It’s a premise that taps right into current anxieties around unemployment and the unstable job market, making the murder spree that Man-Soo goes on just slightly more relatable. Not only does Man-Soo have an entire family and a huge house to support, but his 25 years of loyalty to the company has left him suddenly untethered to cope with moving into a new industry, or identity.
Whereas Parasite (2019) was about a family in poverty in contention with a sheltered, upper-class existence, No Other Choice puts itself firmly in the shoes of a wealthy white collar worker who doesn’t know who he is without a job, but comes across as being sympathetic and charming, despite being the type of person who would be the villain in anyone else’s story.

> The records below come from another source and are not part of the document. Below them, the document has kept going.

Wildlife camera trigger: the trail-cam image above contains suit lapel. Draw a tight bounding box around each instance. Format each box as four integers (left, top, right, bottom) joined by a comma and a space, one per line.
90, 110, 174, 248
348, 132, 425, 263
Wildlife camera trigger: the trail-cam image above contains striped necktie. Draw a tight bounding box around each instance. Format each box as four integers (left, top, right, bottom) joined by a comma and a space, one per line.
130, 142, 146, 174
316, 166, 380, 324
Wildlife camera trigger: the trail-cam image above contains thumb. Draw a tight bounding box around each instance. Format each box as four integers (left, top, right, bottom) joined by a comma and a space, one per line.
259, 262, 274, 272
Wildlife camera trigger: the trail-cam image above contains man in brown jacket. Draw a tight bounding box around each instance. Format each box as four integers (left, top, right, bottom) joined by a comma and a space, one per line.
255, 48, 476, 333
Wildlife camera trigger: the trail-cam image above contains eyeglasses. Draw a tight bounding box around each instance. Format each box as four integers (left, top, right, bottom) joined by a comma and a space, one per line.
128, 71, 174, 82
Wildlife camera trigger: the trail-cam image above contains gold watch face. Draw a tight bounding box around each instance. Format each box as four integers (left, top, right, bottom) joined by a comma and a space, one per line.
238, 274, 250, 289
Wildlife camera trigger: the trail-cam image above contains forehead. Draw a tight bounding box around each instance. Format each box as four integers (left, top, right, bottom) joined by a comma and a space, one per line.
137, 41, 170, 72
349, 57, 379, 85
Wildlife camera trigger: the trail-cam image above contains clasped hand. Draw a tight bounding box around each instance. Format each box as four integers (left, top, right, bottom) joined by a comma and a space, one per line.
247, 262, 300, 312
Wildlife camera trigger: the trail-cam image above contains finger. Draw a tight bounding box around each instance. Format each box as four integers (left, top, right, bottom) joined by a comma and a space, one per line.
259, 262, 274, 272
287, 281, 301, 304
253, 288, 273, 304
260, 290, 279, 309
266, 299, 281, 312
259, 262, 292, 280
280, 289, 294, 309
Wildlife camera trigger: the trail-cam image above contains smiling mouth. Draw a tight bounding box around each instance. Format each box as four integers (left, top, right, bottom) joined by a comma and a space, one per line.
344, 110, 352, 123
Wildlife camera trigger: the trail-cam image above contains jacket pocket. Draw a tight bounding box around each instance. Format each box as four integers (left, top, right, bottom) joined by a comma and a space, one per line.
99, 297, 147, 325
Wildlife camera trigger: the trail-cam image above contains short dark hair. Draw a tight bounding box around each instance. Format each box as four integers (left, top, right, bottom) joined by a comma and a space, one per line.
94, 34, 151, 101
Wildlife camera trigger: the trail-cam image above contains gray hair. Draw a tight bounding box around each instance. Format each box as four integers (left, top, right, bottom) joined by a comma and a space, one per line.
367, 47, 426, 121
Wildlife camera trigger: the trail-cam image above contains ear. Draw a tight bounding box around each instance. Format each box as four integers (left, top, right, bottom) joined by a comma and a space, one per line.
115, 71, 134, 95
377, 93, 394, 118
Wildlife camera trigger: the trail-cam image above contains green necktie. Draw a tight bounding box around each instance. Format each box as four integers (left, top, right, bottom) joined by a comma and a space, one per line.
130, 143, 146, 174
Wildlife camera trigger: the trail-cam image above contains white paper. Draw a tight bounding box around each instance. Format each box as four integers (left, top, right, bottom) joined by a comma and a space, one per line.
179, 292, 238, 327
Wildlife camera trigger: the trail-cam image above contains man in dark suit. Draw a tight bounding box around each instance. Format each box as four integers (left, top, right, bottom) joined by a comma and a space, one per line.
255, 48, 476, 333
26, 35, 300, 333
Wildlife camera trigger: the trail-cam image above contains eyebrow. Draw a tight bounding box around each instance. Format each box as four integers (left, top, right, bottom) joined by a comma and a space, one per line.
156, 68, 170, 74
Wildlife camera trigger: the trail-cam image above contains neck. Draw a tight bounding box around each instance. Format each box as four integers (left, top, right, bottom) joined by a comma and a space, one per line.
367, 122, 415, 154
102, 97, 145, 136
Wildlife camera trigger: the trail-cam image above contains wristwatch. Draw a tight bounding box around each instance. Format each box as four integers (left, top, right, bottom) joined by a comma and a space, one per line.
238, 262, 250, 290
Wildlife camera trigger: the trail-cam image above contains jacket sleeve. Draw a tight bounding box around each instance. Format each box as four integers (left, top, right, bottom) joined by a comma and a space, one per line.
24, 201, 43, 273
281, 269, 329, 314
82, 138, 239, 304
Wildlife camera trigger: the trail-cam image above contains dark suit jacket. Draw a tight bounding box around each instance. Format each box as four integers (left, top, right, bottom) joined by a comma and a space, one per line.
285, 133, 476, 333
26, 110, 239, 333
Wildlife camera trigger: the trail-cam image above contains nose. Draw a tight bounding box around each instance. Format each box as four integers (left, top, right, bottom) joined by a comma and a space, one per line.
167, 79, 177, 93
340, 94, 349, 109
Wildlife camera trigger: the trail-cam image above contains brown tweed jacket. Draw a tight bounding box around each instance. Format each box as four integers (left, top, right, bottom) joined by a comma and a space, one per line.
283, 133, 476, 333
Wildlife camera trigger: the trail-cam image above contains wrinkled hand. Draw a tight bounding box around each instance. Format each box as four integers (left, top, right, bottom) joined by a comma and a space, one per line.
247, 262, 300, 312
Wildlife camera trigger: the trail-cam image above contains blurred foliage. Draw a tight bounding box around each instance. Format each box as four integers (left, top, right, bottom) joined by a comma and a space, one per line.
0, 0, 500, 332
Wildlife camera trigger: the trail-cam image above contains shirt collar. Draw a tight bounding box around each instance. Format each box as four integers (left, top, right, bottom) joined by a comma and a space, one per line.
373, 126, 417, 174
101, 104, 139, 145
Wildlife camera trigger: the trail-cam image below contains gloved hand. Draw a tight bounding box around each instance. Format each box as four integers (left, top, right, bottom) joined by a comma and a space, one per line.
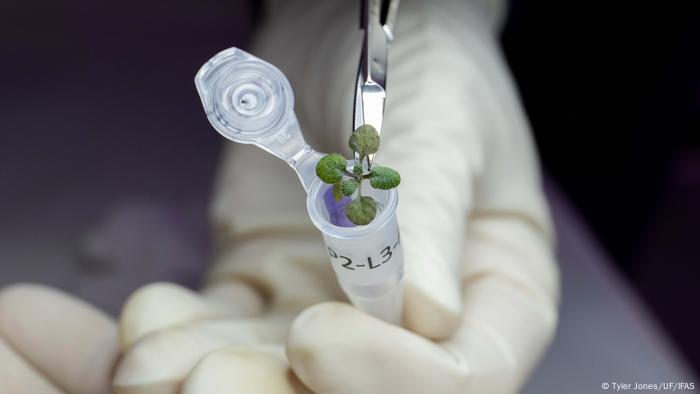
114, 0, 558, 394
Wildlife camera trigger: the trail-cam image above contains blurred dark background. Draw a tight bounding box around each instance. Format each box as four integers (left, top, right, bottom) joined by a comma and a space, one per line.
0, 0, 700, 384
502, 0, 700, 374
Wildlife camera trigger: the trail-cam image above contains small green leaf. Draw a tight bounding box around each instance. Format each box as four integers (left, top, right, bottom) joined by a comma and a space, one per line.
349, 124, 379, 157
345, 196, 377, 226
316, 153, 347, 184
333, 182, 343, 201
369, 166, 401, 190
340, 179, 357, 197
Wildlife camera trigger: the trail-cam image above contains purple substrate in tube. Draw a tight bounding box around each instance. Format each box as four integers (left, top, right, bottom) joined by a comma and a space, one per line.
323, 187, 355, 227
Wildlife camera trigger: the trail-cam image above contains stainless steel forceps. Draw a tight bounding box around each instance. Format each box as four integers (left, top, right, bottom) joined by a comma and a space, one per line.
353, 0, 399, 169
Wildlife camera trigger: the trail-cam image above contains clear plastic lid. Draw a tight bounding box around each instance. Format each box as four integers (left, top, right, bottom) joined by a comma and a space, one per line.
195, 48, 403, 323
195, 48, 321, 191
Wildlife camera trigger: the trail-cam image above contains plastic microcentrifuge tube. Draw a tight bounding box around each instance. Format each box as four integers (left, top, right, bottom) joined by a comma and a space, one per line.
195, 48, 403, 324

It may be tempting to call No Other Choice ‘chaotic’ or ‘unhinged’ given how absurd the humour is, but Park Chan-Wook shows finesse in crafting another layered, tightly controlled piece of artistry that magnifies the glaring cracks of our system. A system that rewards cutthroatness, competitiveness, and cutting corners.
Even Man-Soo’s chosen profession – paper – is purposeful. Outside of his work, Man-Soo tends to his greenhouse with care, seemingly enraptured by nature. But as he descends into being more elaborate with his murders, he becomes stripped of humanity, turning more into a cog of the machine.
To choose paper – something that has to be taken from nature, stripped of impurity and bleached chemically white so that it can be imprinted on – is nothing short of brilliant. Men like Man-Soo succeed only when they treat solidarity as disposable, becoming a blank vessel for a company that does not care if he has a family to look after.
No Other Choice is a deeply layered, hilarious and deliciously dark foray about the systemic forces that guide people to become the worst versions of themselves, and a masterclass in filmmaking.